Secret Places

I first read Janice Elliott’s Secret Places when I was thirteen. It is a 1981 novel about the romantic friendship of two girls at school together in England during the war. One girl is English, the other is a refugee from Germany.

There was a film version of the book made in 1984, with Jenny Agutter playing one of the teachers at the school.

I believe I saw the film and then sought out the book, but cannot say for certain about the order. I remember the book more clearly than the film, to the point of recalling specific words I learned from it. One of the girls at the school (a minor character) suffers from chilblains because the school was so poorly heated, and I had to look up what that was. More significantly, the book also used the slang word “pash” instead of “crush,” which I had never heard before.

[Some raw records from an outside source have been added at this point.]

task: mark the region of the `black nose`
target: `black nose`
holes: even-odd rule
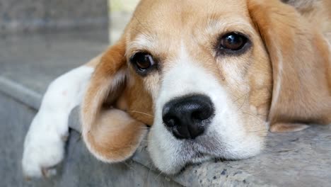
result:
[[[174,99],[162,110],[164,124],[178,139],[194,139],[202,135],[214,115],[213,103],[204,95]]]

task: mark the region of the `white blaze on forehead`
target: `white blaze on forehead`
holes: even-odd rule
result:
[[[127,54],[137,50],[153,50],[156,48],[157,40],[150,35],[141,34],[134,40],[129,42],[127,47]]]
[[[208,74],[203,64],[190,57],[182,42],[178,57],[173,64],[169,71],[164,73],[158,98],[159,105],[164,105],[175,97],[194,94],[207,94],[213,93],[213,90],[216,89],[215,85],[218,85],[218,81],[216,77]],[[213,96],[212,94],[207,95]],[[211,99],[213,101],[213,98]]]
[[[163,125],[162,110],[175,98],[200,94],[209,96],[214,103],[215,116],[204,133],[194,142],[176,139]],[[258,137],[248,136],[239,112],[228,97],[226,90],[203,62],[191,58],[182,42],[177,60],[165,71],[159,95],[156,98],[154,124],[149,136],[149,152],[156,166],[166,174],[174,174],[188,162],[223,157],[242,159],[256,154],[262,145]],[[185,143],[186,142],[186,143]],[[192,147],[191,147],[192,148]],[[208,156],[197,159],[197,152]]]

The main character, Patience, has a pash for Laura, the refugee girl, who speaks beautiful French and is generally the most exotic and glamorous person Patience has ever met. They become friends, but Patience’s circle is aware that her feelings qualify as a pash, and tease her about it. From Patience’s perspective, we see Laura receive her prize for French:

She looked pale but rather beautiful, with her hair in a knot on top of her head, just as she had worn it on her birthday. Though no one moved or spoke, it seemed to Patience - as it had the first time Laura appeared in class, that winter day - that the air was charged, shook; nothing would ever be quite the same again. There was something extraordinary about Laura, something beyond her control: as though she carried with her her own light and, even on a sunless day, trailed her own shadow.

As a teenager, I responded to the careful handling of this adolescent crush, especially the way it captured contradictory feelings and setbacks. For instance, Patience recognizes that Laura’s mother is also glamorous, but knows that she doesn’t like her - and she picks up on the slight satirical quality in Laura’s treatment of her mother.

The novel is in some ways similar to A Long Way from Verona, which also takes place at a girls’ school during the war. However, in that book, the adolescent romance is played for laughs, capturing how ridiculously over the top—and divorced from reality—a lover’s image of the love object can be. Secret Places is much more reverent about its characters’ feelings.

I had forgotten that, in Secret Places, the refugee family isn’t Jewish. Laura’s father was denounced by her brother, who was in the Hitler Youth, for political reasons. He spent some time in prison or in a camp before leaving the country. The brother is still in Germany, most likely in the army, as the story opens in spring 1940. The mystery around Laura’s fractured family adds to her appeal. Their story is not as straightforward as that of most refugees. Her mother is Russian, and speaks fluent French at home in the way of Russian aristocrats, suggesting she was already an exile before the family had to flee Berlin.

I had also forgotten that the story is not entirely from Patience’s point of view. The reader does get glimpses of Laura’s perspective as well as that of some of the adults in the tableau. The chatter among the teachers creates most of the sense of expectation or dread in the narrative, because they keep predicting that Laura will become a “disruptive element,” though it is not clear what they mean by this. Since the teachers also spend time talking about how the school is not a democracy, what they view as disruptive may simply be an egalitarianism or an exposure of their faults, or England’s. Patience is already disturbed by the fact that Laura’s father is sent to a camp for enemy aliens near Birmingham. She has trouble accepting that her country treats refugees this way. Laura is also expected to stay quiet at school and refuse to tattle when other girls single her out for being different. In these ways, the school clearly operates as a microcosm of the wider society.

I remembered Secret Places as a boarding school story, but it is not. The girls go home to their families as the end of the day, and the mothers in particular figure in the relations between the girls. Patience tries to hide her mother from Laura, for reasons she doesn’t quite understand—possibly because of her own mixed feelings about her friend’s mother. It seems she does not want to give Laura any reason to dislike her.

I had a real fascination with this book when I was younger, and I can see why, even if it no longer has quite the same pull. It captures something real and intense, but in a naturalistic way. It allows for dreaming and distance at the same time. Patience’s affection for Laura has its mysteries and unknowns, but it is built on a foundation of mutual interest and affection. The story of what goes on between them occurs right at that place where friendship might turn to something else.